2. L’image d’un animal primitif, le barman
Les problèmes de communication et de langage sont inséparables. Le barman est désigné de manière dépréciative, « estimable gorille ». La métaphore filée, le barman étant désigné comme un gorille, se construit sur le champ lexical de l’animalité faisant ainsi de lui un être primitif. Le locuteur se montre cynique. L’image de l’animal primitif est reprise de façon explicite ou implicite par les allusions aux « forêts primitives », « Cro-Magnon » , « créature et primate ». Cette discussion ressemble de plus en plus à un soliloque.
Les problèmes et difficultés du langage inhérents à l’homme se transposent de manière très manifeste dans cet extrait, nous avons néanmoins un grand nombre d’informations relativement aux personnages, aux lieux, à l’époque, et au roman lui-même.

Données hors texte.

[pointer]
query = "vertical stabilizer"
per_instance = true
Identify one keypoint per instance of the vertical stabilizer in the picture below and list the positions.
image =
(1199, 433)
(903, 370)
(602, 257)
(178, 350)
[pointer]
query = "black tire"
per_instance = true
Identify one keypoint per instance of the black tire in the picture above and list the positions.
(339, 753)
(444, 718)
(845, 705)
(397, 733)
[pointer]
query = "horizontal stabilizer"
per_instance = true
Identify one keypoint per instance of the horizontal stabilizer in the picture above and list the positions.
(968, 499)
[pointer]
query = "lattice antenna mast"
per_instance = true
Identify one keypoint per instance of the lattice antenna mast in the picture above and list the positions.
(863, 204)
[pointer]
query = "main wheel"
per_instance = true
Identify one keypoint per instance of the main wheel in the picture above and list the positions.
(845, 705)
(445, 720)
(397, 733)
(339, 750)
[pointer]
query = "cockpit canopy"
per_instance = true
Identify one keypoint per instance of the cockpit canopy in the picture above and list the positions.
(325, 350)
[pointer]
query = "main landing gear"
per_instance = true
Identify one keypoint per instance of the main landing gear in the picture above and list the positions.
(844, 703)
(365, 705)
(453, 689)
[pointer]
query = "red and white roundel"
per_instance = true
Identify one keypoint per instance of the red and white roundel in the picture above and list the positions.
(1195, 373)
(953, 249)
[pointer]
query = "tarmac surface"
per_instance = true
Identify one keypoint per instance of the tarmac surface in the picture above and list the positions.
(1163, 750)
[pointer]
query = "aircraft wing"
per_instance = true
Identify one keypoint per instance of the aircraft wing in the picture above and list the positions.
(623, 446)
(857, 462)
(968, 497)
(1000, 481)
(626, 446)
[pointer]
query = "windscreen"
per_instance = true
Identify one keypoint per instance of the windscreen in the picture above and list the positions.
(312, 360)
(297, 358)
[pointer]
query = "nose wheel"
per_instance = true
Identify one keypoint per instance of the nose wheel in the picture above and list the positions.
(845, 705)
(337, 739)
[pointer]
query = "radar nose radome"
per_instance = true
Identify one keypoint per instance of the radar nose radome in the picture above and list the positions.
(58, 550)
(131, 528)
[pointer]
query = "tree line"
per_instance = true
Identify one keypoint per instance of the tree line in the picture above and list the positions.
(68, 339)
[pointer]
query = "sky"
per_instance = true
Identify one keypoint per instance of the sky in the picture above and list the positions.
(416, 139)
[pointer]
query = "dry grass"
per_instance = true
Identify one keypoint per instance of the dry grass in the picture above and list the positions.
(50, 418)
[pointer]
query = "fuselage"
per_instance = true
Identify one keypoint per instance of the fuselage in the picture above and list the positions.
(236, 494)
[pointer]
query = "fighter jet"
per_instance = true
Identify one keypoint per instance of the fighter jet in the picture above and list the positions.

III. Les informations de l’incipit
1. Les personnages
Le locuteur dont on ne sait pas grand-chose, nom, âge etc. n’est pas le seul personnage, nous avons un barman et un client. Il est bavard, parle bien, raisonne à partir de données culturelles, « tour de Babel », « l’homme de Cro-Magnon ». Il se présente ailleurs comme un observateur, un intellectuel, « quand on a beaucoup médité sur l’homme ». C’est un habitué du bar. Il a tendance à employer une terminologie juridique, « il se rend à mes arguments », « plaider sa cause ». Du point de vue narratif, nous avons des indications. Au cours du récit nous apprendrons qu’il a été avocat.
2. Les lieux
On devine qu’il s’agit d’un bar établissement, « son métier consiste à recevoir », « mon verre ». Le bar se trouve à Amsterdam et s’appelle « Mexico City » et se trouve près du port, dans un quartier populaire.
3. L’époque
Nous n’avons aucune indication, d’après le langage du locuteur, c’est un discours qui se déroule à l’époque contemporaine.
4. La focalisation
Le discours est au présent, le pronom personnel dominant est le « je », les marques de l’énonciation sont dépréciatives et la focalisation est interne. C’est un procédé qui enferme le lecteur dans la conscience du personnage et facilite l’identification.
Conclusion
L’incipit met le lecteur dans une situation d’incertitude et de perplexité. Il est difficile au lecteur de déterminer le thème général du roman et le titre du roman ne l’aide pas. Nous comprenons au fur et à mesure que nous avançons dans la lecture que Clamence illustre le nihilisme mais sans le salut, le renoncement est mis en avant, c’est une stratégie d’auto-accusation, celle du juge pénitent. La vérité en fait n’offre aucune perspective de salut, Clamence se consacre au culte du mensonge, et Camus tout comme Sartre portent le même regard lucide et la même conscience des choses.